Il existe en revanche au sein du parti démocrate une femme de 30 ans qui sait exactement ce qu’il se passe en ligne. Candidate pour une réélection au Congrès, la très médiatique Alexandra Ocasio-Cortez a battu campagne sur Animal Crossing, le jeu vidéo de Nintendo qui a fait fureur pendant le confinement avec 13 millions de ventes. Avantage : les règles de distanciation physique ne s’appliquent pas dans ce monde virtuel enchanteur. «AOC» a ainsi pu rendre visite à une famille de trois personnes : «C’était très mignon. On a échangé des fruits et pris des photos»a-t-elle commenté.

App de gamification pour Trump

Donald Trump n’est pas sur Animal Crossing mais a lancé sa propre app de gamification. Son staff mise beaucoup sur la toute nouvelle application officielle Trump 2020. Pour mobiliser ses partisans et les pousser à s’engager dans la campagne («Join the army for Trump»), un système de récompenses a été mis en place : partager un tweet de Trump permet de gagner 1 point, partager l’application avec un ami permet d’en gagner 100. Avec 5 000 points, on peut s’acheter une casquette Maga au rabais, et avec 100 000 points, on a carrément le droit à une photo avec le Président. Pour installer l’application, les internautes doivent donner obligatoirement leur numéro de téléphone, ce qui permet de récolter une donnée capitale pour la campagne. Si en plus ils indiquent leur adresse (facultatif), c’est jackpot pour la campagne Trump. Le directeur de campagne, Brad Pascale, l’assume ouvertement : cette application est destinée à récolter de la data pour favoriser les campagnes de micro-targeting, notamment sur Facebook.

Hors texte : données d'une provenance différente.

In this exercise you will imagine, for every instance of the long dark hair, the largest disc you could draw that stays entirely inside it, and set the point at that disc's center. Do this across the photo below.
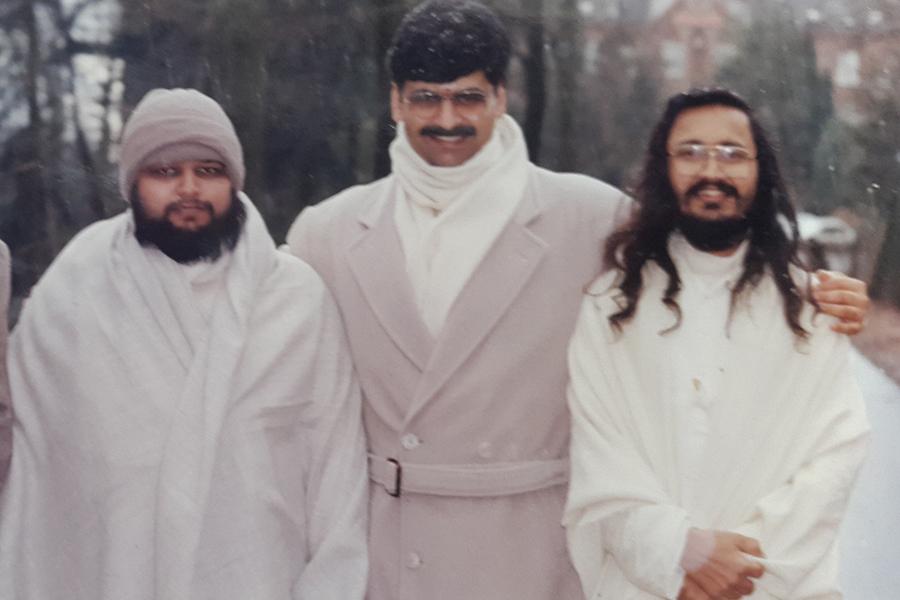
(645, 237)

Pour attirer les fans de Trump, l’application mise aussi sur le contenu : «This is your source of real news, not fake news», vante la vidéo de présentation. L’app comprend son propre news feed avec des infos 100% trumpisées et même son émission de télé quotidienne, tous les soirs à 20h. «La campagne Trump a créé un monde dans lequel, si vous êtes un partisan, vous pouvez ne jamais quitter cet écosystème», analyse, mi-impressionné mi-inquiet, Stefan Smith, ex-conseiller de Pete Buttigieg. «Il a lancé son propre réseau de médias. Cela lui permet de regrouper tous ses fans en un seul endroit et de rendre plus difficile leur accès à des sources d’informations extérieures.»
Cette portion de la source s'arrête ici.